A number of forts and caves were built in the 17th century along the waterline of West Brabant. One of them, Fort de Roovere, had a shallow ditch all around, too deep to cross, but too shallow for boats to float.
The bridge is flush with the ground around it towards the slopes and is clad in wooden sections that form the walls, along with stairs and decks. The sides of the bridges are made of accoya, a hardwood commonly used in bridge decks. This wood has undergone a non-toxic modification process and this is what prevents it from falling victim to mold destruction.

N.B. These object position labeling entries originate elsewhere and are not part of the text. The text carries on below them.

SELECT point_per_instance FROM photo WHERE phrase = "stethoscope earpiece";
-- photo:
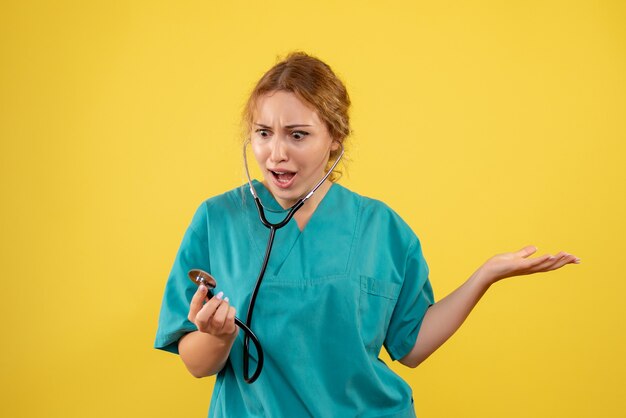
(202, 277)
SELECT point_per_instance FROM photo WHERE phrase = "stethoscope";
(201, 277)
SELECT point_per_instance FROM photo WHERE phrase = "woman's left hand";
(517, 263)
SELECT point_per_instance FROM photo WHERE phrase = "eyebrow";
(288, 126)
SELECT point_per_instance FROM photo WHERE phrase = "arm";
(205, 351)
(446, 316)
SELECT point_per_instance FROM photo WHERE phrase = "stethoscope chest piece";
(202, 277)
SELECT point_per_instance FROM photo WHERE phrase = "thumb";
(526, 251)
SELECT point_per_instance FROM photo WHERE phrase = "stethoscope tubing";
(273, 227)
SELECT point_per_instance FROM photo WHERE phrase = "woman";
(346, 275)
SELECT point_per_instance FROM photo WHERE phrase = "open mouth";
(283, 178)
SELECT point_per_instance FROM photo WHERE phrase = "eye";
(299, 135)
(263, 133)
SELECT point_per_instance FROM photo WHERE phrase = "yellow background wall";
(487, 125)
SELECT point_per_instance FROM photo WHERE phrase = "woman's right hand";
(215, 317)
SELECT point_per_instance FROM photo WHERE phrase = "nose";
(278, 151)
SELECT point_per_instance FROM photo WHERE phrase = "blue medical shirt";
(352, 281)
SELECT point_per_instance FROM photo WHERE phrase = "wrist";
(483, 279)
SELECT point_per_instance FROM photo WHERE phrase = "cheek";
(259, 152)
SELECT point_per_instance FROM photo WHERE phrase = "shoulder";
(376, 217)
(220, 206)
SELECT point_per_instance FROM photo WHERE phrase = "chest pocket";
(377, 300)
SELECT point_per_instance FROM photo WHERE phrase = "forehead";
(286, 108)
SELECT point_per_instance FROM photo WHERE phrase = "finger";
(534, 262)
(217, 322)
(527, 251)
(196, 302)
(550, 264)
(203, 317)
(566, 259)
(229, 324)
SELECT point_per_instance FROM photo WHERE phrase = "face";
(291, 145)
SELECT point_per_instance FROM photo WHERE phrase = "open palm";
(517, 263)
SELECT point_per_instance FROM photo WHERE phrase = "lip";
(282, 185)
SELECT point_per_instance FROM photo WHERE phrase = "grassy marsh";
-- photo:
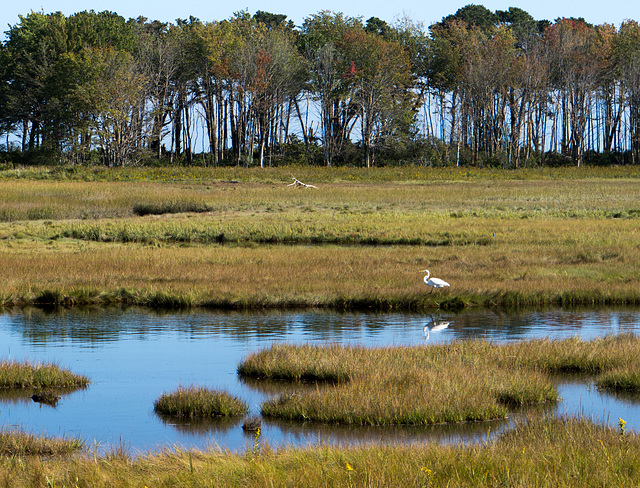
(537, 453)
(198, 403)
(25, 374)
(500, 238)
(15, 443)
(463, 381)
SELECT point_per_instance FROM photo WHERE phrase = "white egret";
(433, 282)
(436, 326)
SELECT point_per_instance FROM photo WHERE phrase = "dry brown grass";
(502, 243)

However, the water never flows over the bridge, making it inaccessible. This is because there are two dams on either side of the ditch and this can maintain the water level. When it rains, there is a pump at the bottom of the bridge that drains the excess water.
Walking on the Water Using the Moses Bridge
Moses Bridge is made of waterproof wood. Most of the the bridge is under water. When you cross the bridge to Moses, you can stretch out and touch the water. From almost every angle, Moses Bridge melts perfectly into the water. It seems that the people crossing the bridge are magically suspended in the water – just like Moses did when he parted the Red Sea.
For those who are afraid of walking over a bridge that always seems to be completely submerged, the engineering team who built the Moses Bridge say the bridge is completely safe. The Moses Bridge is surrounded by closely guarded dams that keep the water level stable. In the unlikely event that dams fail, there is a sophisticated network of pumps that can drain excess water before it becomes a problem.
If you’ve always dreamed of walking on water, the Moses Bridge is a surefire way to make your dream come true. Walking across the water in an old moat that once warded off hostile invaders, the Moses Bridge lends a little more mystery. An example of modern technology makes an old canal navigable without visually interrupting the landscape. Moses Bridge is avant-garde, functional and mysterious.
Go through deep water!
The Mozesbrug was built in a historic area in the southwest of the Netherlands as part of the conversion of historically important complexes into recreational areas.
The West Brabant waterline is a defense line consisting of a number of forts and cities with floodplains in the southwest of the Netherlands. It is from the 17th century, but fell out of use in the 19th century. When the waterline was finally restored, an access bridge over the moat to one of the forts, Fort de Roovere, was needed.